Understanding Pain

Understanding Pain

Understanding pain and how pain works can play a large part in the recovery of many injuries. In years gone by our understanding of pain was very basic and structural in nature. The thought was that damage occurred in the tissue and depending on the size and nature of the damage a corresponding pain message was sent to the brain. If it was a small amount of damage we felt a small amount of pain, and likewise a large amount of damage caused a large amount of pain.

There are some scenarios that suggest that this is not the whole story. Firstly, imagine a young child falls over and grazes their knee. One child will jump up and carry on ignoring the graze as they were having fun and don’t want to miss out, whereas another child will go running crying to their mum. The physical trauma is the same so why is the pain felt differently?

Another less common scenario appears in wartime stories. There have been many occasions where a soldier has carried someone away from danger without realising until later that they themselves are injured. So why do they not notice it at the time? There are probably similar stories of parents doing this with their children as well.

Finally there are occasions when someone presents with pain, but even though we do multiple tests and examinations we can’t find a trauma site. Where does their pain come from? Unfortunately in bygone eras, the doctor would tell you its all in your head. Hopefully, we have all moved on from this lack of understanding to become more enlightened.

So what is pain? A lot of pain does start with the basic model of tissue damage. Sensors in the tissues send messages up to the brain telling it that something harmful is going on. Generally, the more damage the bigger the message. This is designed as a protective system. You put your hand on a hot stove, the brain gets a message this is harmful, then a return message comes back from your brain – move!!. Because of the damage from the burn chemicals will then be released and some of these will continue sending messages saying this still hurts. As things recover less messages are sent, and things start to feel better.

Let’s now go back to the grazed knee. In one child the damage occurs and the message goes up to the brain that there is damage. However, another part of the brain will then say, “I am having fun and I don’t want to miss out”. What the brain therefore does is combines this information with memories from other injuries to say “this has happened before and I am still alive and running around, so it can’t be that bad. I will therefore ignore it this time”. The brain overrides the messages and tells the body it doesn’t need to feel sore.

However, the brain can also do the opposite. Imagine a number of years ago you badly rolled your ankle. It was really sore at the time and because you were injured you missed out on a number of ‘important’ events. Now you are playing sport again and you roll your ankle. There is a big loud noise as it happens, it’s an important match, or you have a big final the next week. On this occasion the trauma will send a message up to the brain, but at the same time your ears will also send a message saying that didn’t sound good, and your memories and emotions will send a message saying not again. The brain now sums up all these messages and tells you this must be really bad, so sends out a larger pain message than just the physical trauma.

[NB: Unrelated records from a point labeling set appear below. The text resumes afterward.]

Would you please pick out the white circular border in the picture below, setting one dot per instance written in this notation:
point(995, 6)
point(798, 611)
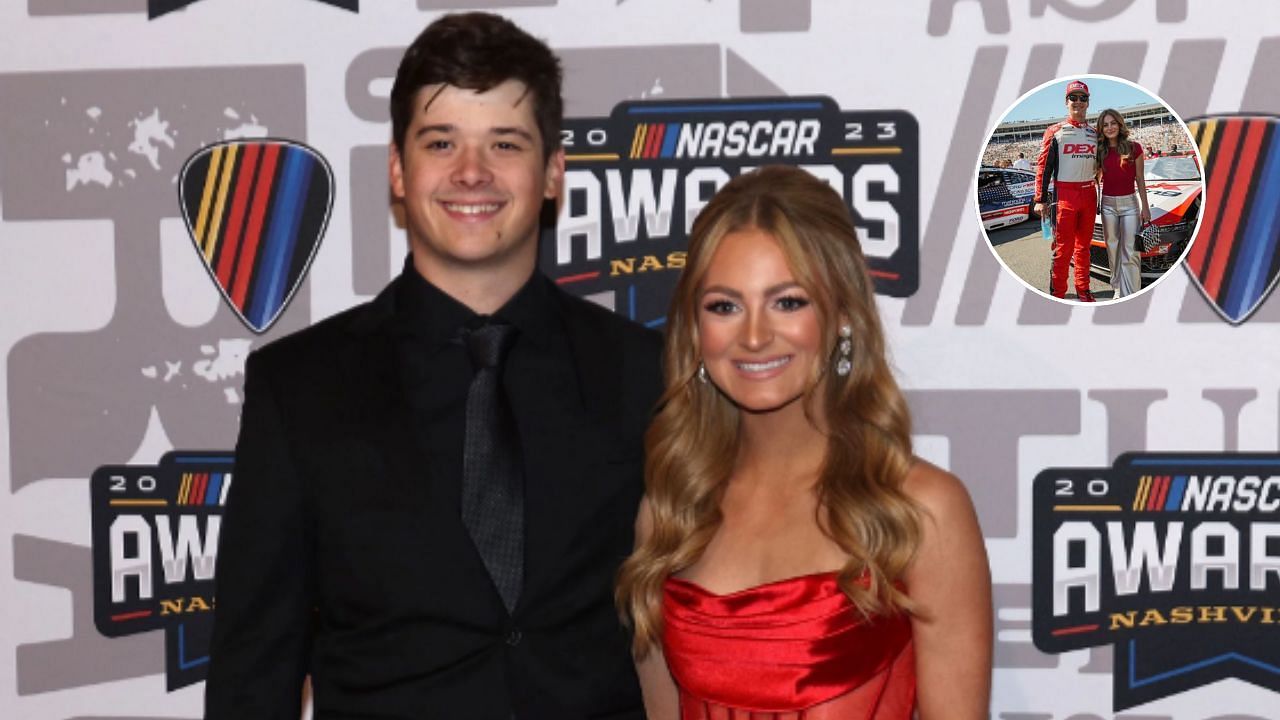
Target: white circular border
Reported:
point(1040, 87)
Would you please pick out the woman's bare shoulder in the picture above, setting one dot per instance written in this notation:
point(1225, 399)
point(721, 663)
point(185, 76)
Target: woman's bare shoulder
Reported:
point(938, 492)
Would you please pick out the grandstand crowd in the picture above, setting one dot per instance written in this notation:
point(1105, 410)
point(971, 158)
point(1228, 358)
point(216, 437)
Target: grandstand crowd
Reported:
point(1156, 140)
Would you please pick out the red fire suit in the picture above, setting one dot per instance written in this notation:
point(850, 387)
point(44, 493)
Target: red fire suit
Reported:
point(1066, 156)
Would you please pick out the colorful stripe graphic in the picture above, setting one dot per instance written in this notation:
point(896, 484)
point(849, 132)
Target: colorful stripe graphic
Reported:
point(1160, 493)
point(204, 488)
point(1235, 259)
point(654, 140)
point(256, 212)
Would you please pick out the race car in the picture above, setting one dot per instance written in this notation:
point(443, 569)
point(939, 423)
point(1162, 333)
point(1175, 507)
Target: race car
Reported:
point(1005, 196)
point(1174, 191)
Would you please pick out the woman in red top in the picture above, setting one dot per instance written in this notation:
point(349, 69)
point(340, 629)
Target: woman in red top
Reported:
point(1124, 200)
point(792, 557)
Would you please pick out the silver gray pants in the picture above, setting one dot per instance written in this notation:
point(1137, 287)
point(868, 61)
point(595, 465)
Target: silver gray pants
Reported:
point(1119, 227)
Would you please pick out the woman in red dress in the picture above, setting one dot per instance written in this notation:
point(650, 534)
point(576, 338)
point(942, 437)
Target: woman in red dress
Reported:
point(792, 557)
point(1124, 200)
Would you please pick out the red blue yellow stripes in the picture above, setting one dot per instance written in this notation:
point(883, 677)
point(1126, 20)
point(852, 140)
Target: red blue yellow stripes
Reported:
point(654, 140)
point(204, 488)
point(256, 210)
point(1235, 258)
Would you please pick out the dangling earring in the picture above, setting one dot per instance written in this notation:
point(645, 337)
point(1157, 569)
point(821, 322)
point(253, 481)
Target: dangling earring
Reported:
point(844, 359)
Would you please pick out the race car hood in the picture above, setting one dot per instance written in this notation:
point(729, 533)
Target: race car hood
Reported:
point(1170, 200)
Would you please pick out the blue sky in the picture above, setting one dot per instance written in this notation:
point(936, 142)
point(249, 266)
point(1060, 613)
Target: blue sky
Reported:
point(1047, 101)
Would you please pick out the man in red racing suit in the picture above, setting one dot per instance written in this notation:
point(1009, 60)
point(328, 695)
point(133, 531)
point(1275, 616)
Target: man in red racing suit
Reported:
point(1066, 156)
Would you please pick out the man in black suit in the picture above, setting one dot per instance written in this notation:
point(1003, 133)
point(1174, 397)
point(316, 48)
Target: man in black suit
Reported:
point(361, 545)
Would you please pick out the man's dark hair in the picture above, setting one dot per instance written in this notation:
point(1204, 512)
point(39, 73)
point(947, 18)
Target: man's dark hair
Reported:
point(479, 51)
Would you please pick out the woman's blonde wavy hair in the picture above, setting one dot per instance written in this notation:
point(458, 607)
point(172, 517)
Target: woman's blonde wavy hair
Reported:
point(1123, 144)
point(693, 441)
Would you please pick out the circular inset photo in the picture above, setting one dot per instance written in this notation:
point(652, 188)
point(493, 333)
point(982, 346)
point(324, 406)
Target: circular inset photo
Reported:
point(1089, 190)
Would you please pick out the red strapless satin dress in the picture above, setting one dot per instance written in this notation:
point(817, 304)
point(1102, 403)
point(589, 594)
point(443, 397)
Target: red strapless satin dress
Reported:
point(791, 650)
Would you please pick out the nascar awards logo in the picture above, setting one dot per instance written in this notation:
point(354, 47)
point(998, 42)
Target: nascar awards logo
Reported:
point(636, 180)
point(155, 542)
point(1173, 559)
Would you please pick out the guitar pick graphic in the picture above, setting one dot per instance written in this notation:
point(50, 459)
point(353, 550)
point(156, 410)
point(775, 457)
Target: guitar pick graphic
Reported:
point(1235, 259)
point(256, 210)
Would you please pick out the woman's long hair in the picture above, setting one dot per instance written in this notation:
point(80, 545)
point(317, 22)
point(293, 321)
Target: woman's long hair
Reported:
point(693, 442)
point(1123, 144)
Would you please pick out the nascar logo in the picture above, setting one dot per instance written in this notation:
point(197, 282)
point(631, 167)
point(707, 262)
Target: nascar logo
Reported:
point(1171, 559)
point(785, 139)
point(155, 546)
point(1235, 258)
point(635, 181)
point(256, 212)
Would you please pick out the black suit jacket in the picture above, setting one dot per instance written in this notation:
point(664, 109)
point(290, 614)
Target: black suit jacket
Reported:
point(336, 560)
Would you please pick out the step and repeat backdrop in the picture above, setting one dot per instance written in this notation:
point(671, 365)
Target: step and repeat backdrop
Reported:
point(1124, 459)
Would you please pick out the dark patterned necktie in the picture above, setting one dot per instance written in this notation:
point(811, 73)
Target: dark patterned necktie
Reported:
point(493, 487)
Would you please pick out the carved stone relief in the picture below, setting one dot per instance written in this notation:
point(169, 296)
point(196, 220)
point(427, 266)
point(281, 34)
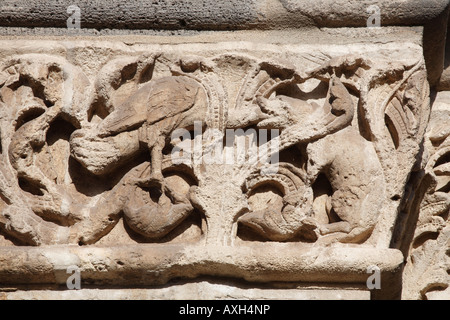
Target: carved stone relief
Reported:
point(87, 150)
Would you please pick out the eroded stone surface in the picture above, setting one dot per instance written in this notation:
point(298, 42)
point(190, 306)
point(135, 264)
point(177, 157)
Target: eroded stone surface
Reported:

A final example. Say you badly hurt your back and it got aggravated every time you lifted something. Over time the tissue damage settles and heals, but because every time you lifted something it made you worse, the brain stored this information away.  Now despite the trauma being healed you still get pain when you lift something. Logically you can tell yourself that the load shouldn’t be heavy enough to hurt me, so why does it still hurt? In basic terms what has happened is the brain has short circuited. It now no longer needs the message from the trauma site to interpret that there is something painful happening. It remembers that when you bent forward you were sore, so that must still be the case now. It is therefore the movement that is now causing the pain, not the trauma. Understanding this is what’s happening, and specific exercises will help resolve this.

So what is pain? Pain is typically the output message from physical trauma, but only after it has been processed by our brain having received input from our memories, the environment, our other sensory organs like our eyes and ears, and many other things. The effect of this processing can result in us feeling less or no pain, but can conversely make us feel more pain, or even at times make the pain system short circuit, causing pain even though there is no longer an underlying physical injury.